Todos tenemos en la memoria imaginaria escenas de películas de desastres y catástrofes, en las que la masa se comporta como un conjunto enfurecido de individuos enfocados únicamente a su salvación personal, dispuestos al pisoteo del prójimo, a su aplastamiento incondicional, con tal de salvar el pellejo propio. Entre los que me puedan leer seguro que hay, también, personas que hayan vivido esa experiencia personal del pánico masivo, ya fuera en Alcalá 20 -los más jóvenes- o en el Madrid Arena -los menos.

En aquéllos casos fueron incendios, colapsos, episodios momentáneos fácilmente identificables, combustiones de histeria colectiva ubicadas en un lugar y un espacio precisos.

Hoy, con COVID 19, estamos viviendo a un nivel colectivo general, como sociedad, como ciudades, como país, un escenario similar al que quienes vivieron Alcalá 20 o Madrid Arena sufrieron como episodio puntual.

La mecánica de la reacción social es la misma: siempre habrá un honroso veinte por ciento de población o víctimas de un siniestro que mantenga la calma, y se niegue a pisotear al prójimo, o a ejercer su fuerza sobre los más débiles para salvarse. Esa es la buena noticia. La mala es que seguirá habiendo un ochenta por ciento que pisoteará, empujará, dará codazos y antepondrá su propia salvación del fuego a cualquier otro comportamiento que permitiera asegurar un mayor porcentaje de vidas salvadas.

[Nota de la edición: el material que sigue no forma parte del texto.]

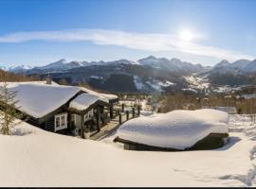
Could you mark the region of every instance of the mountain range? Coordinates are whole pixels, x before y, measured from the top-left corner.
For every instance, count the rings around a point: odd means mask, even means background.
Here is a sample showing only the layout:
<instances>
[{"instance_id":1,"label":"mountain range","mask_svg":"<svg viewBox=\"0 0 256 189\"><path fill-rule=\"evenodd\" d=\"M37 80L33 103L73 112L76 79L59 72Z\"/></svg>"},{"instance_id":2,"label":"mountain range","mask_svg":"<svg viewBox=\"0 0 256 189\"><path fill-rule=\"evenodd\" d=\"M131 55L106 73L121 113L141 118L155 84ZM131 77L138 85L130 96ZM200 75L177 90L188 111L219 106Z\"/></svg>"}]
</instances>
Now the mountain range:
<instances>
[{"instance_id":1,"label":"mountain range","mask_svg":"<svg viewBox=\"0 0 256 189\"><path fill-rule=\"evenodd\" d=\"M17 66L8 69L13 73L39 75L50 74L56 81L67 80L70 84L87 82L91 86L114 92L174 92L198 90L192 77L209 83L202 86L241 86L256 81L256 60L223 60L216 65L203 66L178 59L168 60L149 56L137 61L66 61L60 60L45 66ZM190 79L188 79L190 78ZM203 78L203 79L202 79ZM195 78L194 78L195 79ZM202 83L201 83L202 84Z\"/></svg>"}]
</instances>

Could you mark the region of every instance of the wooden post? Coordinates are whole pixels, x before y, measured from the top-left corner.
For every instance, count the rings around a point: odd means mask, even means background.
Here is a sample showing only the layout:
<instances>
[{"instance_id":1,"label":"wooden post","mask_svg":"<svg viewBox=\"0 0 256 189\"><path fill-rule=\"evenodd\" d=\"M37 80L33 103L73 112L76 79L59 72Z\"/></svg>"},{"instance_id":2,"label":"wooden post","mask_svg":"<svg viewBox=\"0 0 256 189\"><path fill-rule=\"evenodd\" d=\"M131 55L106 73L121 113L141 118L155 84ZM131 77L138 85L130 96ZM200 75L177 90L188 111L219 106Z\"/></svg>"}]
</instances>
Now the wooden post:
<instances>
[{"instance_id":1,"label":"wooden post","mask_svg":"<svg viewBox=\"0 0 256 189\"><path fill-rule=\"evenodd\" d=\"M140 115L140 105L137 105L137 115Z\"/></svg>"},{"instance_id":2,"label":"wooden post","mask_svg":"<svg viewBox=\"0 0 256 189\"><path fill-rule=\"evenodd\" d=\"M119 125L121 125L121 113L119 113Z\"/></svg>"},{"instance_id":3,"label":"wooden post","mask_svg":"<svg viewBox=\"0 0 256 189\"><path fill-rule=\"evenodd\" d=\"M126 120L129 120L129 111L126 111Z\"/></svg>"},{"instance_id":4,"label":"wooden post","mask_svg":"<svg viewBox=\"0 0 256 189\"><path fill-rule=\"evenodd\" d=\"M110 118L113 119L113 104L110 105Z\"/></svg>"},{"instance_id":5,"label":"wooden post","mask_svg":"<svg viewBox=\"0 0 256 189\"><path fill-rule=\"evenodd\" d=\"M84 139L83 136L83 127L84 127L84 113L81 114L81 137Z\"/></svg>"},{"instance_id":6,"label":"wooden post","mask_svg":"<svg viewBox=\"0 0 256 189\"><path fill-rule=\"evenodd\" d=\"M100 124L100 122L101 122L101 110L100 110L100 108L99 107L97 107L97 115L96 115L96 117L97 117L97 128L98 128L98 131L101 131L101 124Z\"/></svg>"},{"instance_id":7,"label":"wooden post","mask_svg":"<svg viewBox=\"0 0 256 189\"><path fill-rule=\"evenodd\" d=\"M121 112L124 112L124 104L121 104Z\"/></svg>"}]
</instances>

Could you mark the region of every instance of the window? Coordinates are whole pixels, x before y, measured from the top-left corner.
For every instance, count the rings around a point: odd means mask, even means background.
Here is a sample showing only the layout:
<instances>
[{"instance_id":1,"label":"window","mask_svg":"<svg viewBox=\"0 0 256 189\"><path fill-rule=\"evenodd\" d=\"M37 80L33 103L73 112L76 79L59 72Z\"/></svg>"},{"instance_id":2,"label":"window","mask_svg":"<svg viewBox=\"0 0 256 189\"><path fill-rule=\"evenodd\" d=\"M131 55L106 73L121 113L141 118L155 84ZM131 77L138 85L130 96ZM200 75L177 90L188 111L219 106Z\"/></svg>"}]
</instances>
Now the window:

Es así, hoy, en la España del COVID 19: los políticos quieren salvar su poltrona; los sindicatos, su rol protector; los funcionarios, su seguridad personal y familiar; los empresarios, su patrimonio; los pensionistas, su ingreso mensual; los trabajadores, su puesto. Es perfectamente comprensible y legítimo que cada cual defienda, con uñas y dientes, sus intereses. Pero hay un punto en el que esta legítima defensa propia se transforma en agresión preventiva al espacio vital del prójimo, no sea que nos quite nuestro lugar en la balsa de salvamento por si esto acaba como el Titanic. Es un matiz que marca la diferencia entre la generosidad y el atropello.

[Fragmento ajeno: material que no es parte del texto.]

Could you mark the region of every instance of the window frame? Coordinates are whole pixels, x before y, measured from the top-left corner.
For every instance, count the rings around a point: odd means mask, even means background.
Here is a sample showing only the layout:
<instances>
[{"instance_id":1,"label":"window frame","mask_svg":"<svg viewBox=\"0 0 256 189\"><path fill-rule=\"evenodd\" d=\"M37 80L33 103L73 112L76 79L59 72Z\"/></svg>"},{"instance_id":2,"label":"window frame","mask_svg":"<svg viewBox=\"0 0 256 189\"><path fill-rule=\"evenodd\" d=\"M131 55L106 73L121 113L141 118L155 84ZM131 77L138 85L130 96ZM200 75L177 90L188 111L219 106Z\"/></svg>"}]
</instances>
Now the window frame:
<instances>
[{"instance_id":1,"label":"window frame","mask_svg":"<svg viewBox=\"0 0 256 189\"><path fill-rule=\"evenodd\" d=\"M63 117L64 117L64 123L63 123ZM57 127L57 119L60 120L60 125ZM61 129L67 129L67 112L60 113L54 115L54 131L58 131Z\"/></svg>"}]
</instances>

No hay, desgraciadamente, en el espacio social y mediático español actual, una oportunidad para la reflexión sobre el interés colectivo. Sólo hay microespacios enfocados a los intereses de pequeños colectivos, incluyendo en ellos a los propios medios de comunicación que no pueden dejar de  perseguir la superación de índices de audiencia como garantía de modelo de negocio e ingresos publicitarios. En ningún espacio podemos debatir sin contaminación de intereses, planteándonos únicamente cómo resolver de la mejor manera posible la tremenda ecuación vital y económica de nuestro tiempo.